Liuy project abstract
Contents
Active Learning based Named Entity Recognition (AL-NER)
In this project, I plan to work on Active Learning based Named Entity Recognition (AL-NER). I focus on non-sequential token tagging approaches.
- Problem Definition
I formulate NER as the following active learning task : Given a document d, and S be the set of classes of names to rec- ognize, NER is to actively learn a classifier as a mapping from name to a predefined name class s, for all names in the document d, where s is in S.
- Dataset
I plan to evaluate AL-NER on a standard corpora of news articles -- MUC6.
My plan to do with the data
I use the convenient tool FEX and SNoW to approach NE-tagging : learn labels from phrases. FEX is used to represent examples in SNoW input format and SNoW is supervised learning system. I need to write scripts to preprocess raw documents into input to FEX and SNoW and to convert SNoW output to labels that are in desired format.
Why I think it’s interesting
- NER is an important sub-process in information extraction.
As a phrase-level task, NER identifies occurrences of entity names in documents, and classify them in defined categories : names of persons, organizations, dates.
- Statistical learning-based recognizers are used to detect new text genres and new name categories.
The training of statistical NER (e.g. Max-Ent and SVM) requires tagging occurrences of entity names in a large corpus.
- Active learning allows learners to have control over what
data to be labeled, and thus is used to reduce annotation effort, while maintaining accuracy.
- It is interesting to study the behavior of various active learning algorithms
for NER task, to understand what active learning method or selection criterion can best reduce the sample cost without sacrifice accuracy of NER.
- Some related work are [1][2][3]
Superpowers I have
- My research concentration is active learning : algorithmic work and theoretical perspectives
- Use FEX and SNoW for Named Entity Tagging
Evaluation of my work
- I measure NER performance by precision, recall, and F-score, calculated based on the six types of
matches used in MUC, between a predicted named entity and the answer key : correct, incorrect, partially correct, missing, spurious and noncommittal.
- The basic learners are : naive bayes, perceptron, winnow, svm,
- I compare the number of examples needed in order to achieve certain NER accuracy by active selection,
with that by random selection.
What techniques I plan to use
For active learning method, I exploit the following algorithms :
- Uncertainty sampling [4], where the usefulness of example is measured by uncertainty of single learner or entropy of output distribution.
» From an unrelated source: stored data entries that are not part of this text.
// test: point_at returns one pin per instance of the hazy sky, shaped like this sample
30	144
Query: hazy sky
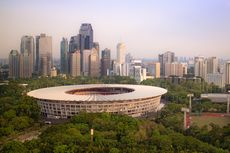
147	27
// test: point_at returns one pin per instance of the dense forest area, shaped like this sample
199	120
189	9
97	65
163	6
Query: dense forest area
112	133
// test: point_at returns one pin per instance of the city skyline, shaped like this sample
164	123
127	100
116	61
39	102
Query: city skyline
147	28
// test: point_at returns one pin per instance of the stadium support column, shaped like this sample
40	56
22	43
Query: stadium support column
185	110
190	102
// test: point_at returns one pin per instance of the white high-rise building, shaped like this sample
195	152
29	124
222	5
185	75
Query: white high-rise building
75	63
212	65
200	67
27	49
227	72
175	69
44	54
121	52
94	63
14	62
85	61
167	57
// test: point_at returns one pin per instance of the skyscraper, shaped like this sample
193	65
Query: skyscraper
200	67
86	34
27	45
167	57
105	62
85	61
212	65
154	69
75	61
94	63
44	59
14	63
173	69
64	55
85	39
74	43
227	73
26	65
121	52
27	57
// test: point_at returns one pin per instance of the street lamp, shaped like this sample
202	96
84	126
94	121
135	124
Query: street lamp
190	102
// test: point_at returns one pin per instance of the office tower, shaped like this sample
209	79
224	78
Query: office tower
200	67
26	66
212	65
44	59
128	58
86	34
173	69
85	61
216	79
154	69
138	73
121	52
94	63
64	56
53	72
227	72
185	68
105	62
14	62
27	47
74	43
86	39
75	63
167	57
96	46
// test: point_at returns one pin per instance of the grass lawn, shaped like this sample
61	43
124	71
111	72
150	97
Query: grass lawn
206	120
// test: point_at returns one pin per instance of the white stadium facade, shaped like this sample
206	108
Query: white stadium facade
67	101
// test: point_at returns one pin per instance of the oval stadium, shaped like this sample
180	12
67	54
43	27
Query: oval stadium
67	101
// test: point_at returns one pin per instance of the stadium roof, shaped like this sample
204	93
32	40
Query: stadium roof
59	93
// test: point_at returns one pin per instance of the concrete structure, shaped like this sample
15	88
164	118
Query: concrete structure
64	49
27	49
44	54
121	53
86	34
74	43
85	62
186	118
167	57
200	67
66	101
105	62
26	64
75	61
227	72
212	65
174	68
215	78
14	64
53	72
153	69
94	63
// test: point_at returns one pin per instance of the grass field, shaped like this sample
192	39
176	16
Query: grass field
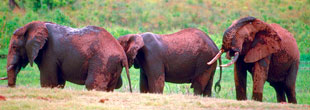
121	17
57	99
29	77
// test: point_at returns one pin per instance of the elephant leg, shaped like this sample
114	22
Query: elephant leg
103	76
240	77
260	74
280	91
119	83
143	82
208	90
290	83
50	75
209	79
96	78
156	83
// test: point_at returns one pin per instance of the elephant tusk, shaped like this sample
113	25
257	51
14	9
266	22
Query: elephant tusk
217	56
233	61
4	78
9	68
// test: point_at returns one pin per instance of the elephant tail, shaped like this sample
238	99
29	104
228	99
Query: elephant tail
217	87
125	64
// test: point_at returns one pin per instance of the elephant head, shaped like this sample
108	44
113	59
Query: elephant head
131	43
250	37
24	48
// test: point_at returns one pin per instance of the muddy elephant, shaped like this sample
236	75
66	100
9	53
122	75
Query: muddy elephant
89	56
268	51
178	58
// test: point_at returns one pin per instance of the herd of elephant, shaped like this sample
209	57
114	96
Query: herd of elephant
91	56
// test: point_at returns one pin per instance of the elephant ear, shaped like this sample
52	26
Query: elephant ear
131	44
266	42
135	42
36	34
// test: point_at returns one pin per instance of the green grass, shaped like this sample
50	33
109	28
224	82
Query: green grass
56	99
121	17
29	77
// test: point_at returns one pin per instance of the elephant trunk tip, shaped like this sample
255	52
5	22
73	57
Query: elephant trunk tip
4	78
233	61
217	56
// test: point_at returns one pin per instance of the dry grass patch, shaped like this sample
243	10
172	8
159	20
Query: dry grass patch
62	99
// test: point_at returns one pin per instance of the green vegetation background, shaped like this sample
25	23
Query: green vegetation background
121	17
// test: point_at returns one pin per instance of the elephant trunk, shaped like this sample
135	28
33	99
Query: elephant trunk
232	61
13	69
11	77
217	56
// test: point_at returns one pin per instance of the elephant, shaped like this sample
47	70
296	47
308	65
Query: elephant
88	56
268	51
178	58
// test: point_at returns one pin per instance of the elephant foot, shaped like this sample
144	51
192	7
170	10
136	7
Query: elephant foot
257	96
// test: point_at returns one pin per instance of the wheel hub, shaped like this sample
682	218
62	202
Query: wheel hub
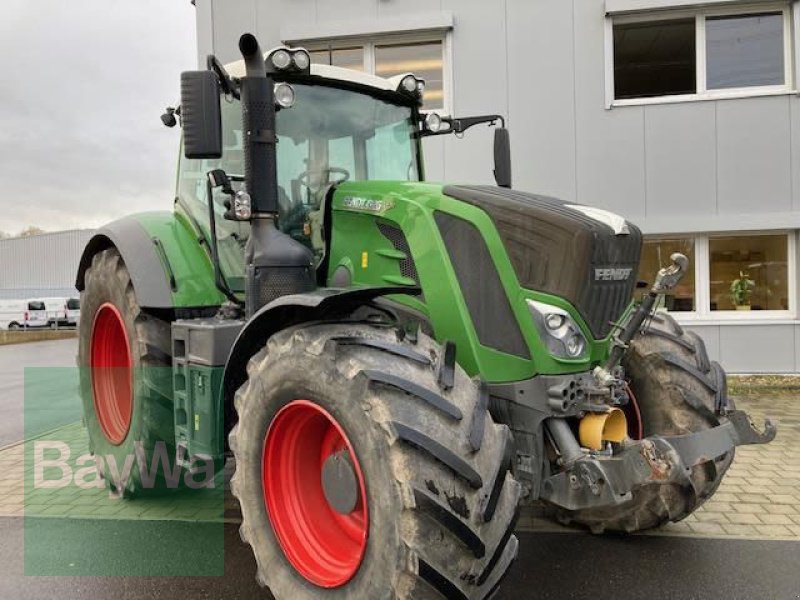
339	483
111	372
315	494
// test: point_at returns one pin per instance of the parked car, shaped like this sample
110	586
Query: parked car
73	311
22	314
56	311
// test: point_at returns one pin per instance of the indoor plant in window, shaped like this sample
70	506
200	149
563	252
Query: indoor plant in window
741	289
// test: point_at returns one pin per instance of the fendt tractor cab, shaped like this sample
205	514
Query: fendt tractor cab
395	365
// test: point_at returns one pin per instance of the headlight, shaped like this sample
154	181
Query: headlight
558	330
284	95
281	59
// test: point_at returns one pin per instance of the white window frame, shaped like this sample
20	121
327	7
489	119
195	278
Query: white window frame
702	314
791	26
370	43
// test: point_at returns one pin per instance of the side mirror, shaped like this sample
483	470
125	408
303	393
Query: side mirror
502	157
201	116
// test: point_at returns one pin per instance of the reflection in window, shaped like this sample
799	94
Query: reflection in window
655	58
655	255
347	58
759	258
744	51
424	60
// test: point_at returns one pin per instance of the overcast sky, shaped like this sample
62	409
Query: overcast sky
82	87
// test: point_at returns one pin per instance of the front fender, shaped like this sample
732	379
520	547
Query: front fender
321	304
168	266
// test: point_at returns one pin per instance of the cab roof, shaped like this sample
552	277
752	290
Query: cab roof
236	69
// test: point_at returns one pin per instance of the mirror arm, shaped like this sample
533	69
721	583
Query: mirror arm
461	124
228	85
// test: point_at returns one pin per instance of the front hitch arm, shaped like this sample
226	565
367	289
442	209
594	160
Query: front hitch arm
595	480
735	429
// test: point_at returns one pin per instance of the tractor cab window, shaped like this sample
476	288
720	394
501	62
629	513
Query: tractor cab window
329	136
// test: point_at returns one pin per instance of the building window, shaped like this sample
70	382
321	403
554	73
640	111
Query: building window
749	273
389	57
347	58
654	59
730	276
699	55
655	254
745	51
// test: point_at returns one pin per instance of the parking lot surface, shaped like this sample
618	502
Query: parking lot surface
743	543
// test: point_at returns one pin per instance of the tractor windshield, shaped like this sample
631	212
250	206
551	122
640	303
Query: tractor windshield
330	135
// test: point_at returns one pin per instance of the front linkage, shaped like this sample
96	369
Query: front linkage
606	476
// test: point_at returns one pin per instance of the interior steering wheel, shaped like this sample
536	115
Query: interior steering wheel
305	178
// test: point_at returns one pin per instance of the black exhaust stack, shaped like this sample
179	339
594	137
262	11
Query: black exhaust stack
277	265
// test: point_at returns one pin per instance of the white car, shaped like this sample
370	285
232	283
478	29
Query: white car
73	311
22	314
56	311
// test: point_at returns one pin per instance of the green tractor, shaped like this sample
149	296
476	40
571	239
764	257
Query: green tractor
395	366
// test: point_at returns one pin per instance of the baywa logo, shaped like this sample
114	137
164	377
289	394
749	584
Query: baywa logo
612	273
84	471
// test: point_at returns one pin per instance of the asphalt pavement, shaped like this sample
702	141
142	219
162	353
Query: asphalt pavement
550	566
567	564
49	364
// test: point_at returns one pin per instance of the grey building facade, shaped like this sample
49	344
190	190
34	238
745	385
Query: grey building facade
41	266
682	116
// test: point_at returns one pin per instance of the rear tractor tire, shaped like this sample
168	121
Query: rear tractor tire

- Query by committee [5], where the usefulness of example is measured by disagreement of committee of learners. For example, vote entropy (disagreement between winners).
- SVM based methods [6], where the usefulness of example is measured by their proximity to hyperplane.
- IWAL(important weighted active learning) [7] with theoretical guarantee.
To decide which examples to pick, we will explore different criteria. Take SVM-based active learning as example, the closer the NE to the separator, the more uncertain the example is. We use Dynamic time warping as similarity measure between NEs, and take the largest density NEs as the representatives (centroids based on clustering).
What question I want to answer
- Among all the candidate base learners applied to NER -- perceptron, naive bayes, and winnow, who is the winner in terms of classification accuracy and time efficiency, for passive learning ?
- For active learning, what selection criterion (uncertainty, representativeness, and diversity) results in the best NER performance, and how about the combined use of them?
- What active learning methods can effectively reduce the sample needed to achieve desirable NER accuracy ?
Who I might work with
I propose this project on my own. Welcome collaborators on this project.
Reference
- [1] F. Olsson. Bootstrapping Named Entity Annotation by Means of Active Machine Learning: A Method for Creating Corpora. Doctoral thesis, University of Gothenburg. 2008
- [2] R. Reichart, K. Tomanek, U. Hahn and A. Rappoport. Multi-Task Active Learning for Linguistic Annotations. ACL 2008
- [3] K. Tomanek, F. Laws, U. Hahn, and H. Sch\"{u}tze. On proper unit selection in active learning: co-selection effects for named entity recognition. HLT 2009
- [4] D. D. Lewis and J. Catlett. Heterogeneous Uncertainty Sampling for Supervised Learning. ICML 1994.
- [5] H. S. Seung, M. Opper and H. Sompolinsky, Query by committee, Proc. 5th Workshop on Computational Learning Theory, 1992.
- [6] G. Schohn and D. Cohn. Less is more: Active learning with support vector machines. ICML 2000.
- [7] A. Beygelzimer, S. Dasgupta, and J. Langford. Importance-weighted active learning. ICML 2009.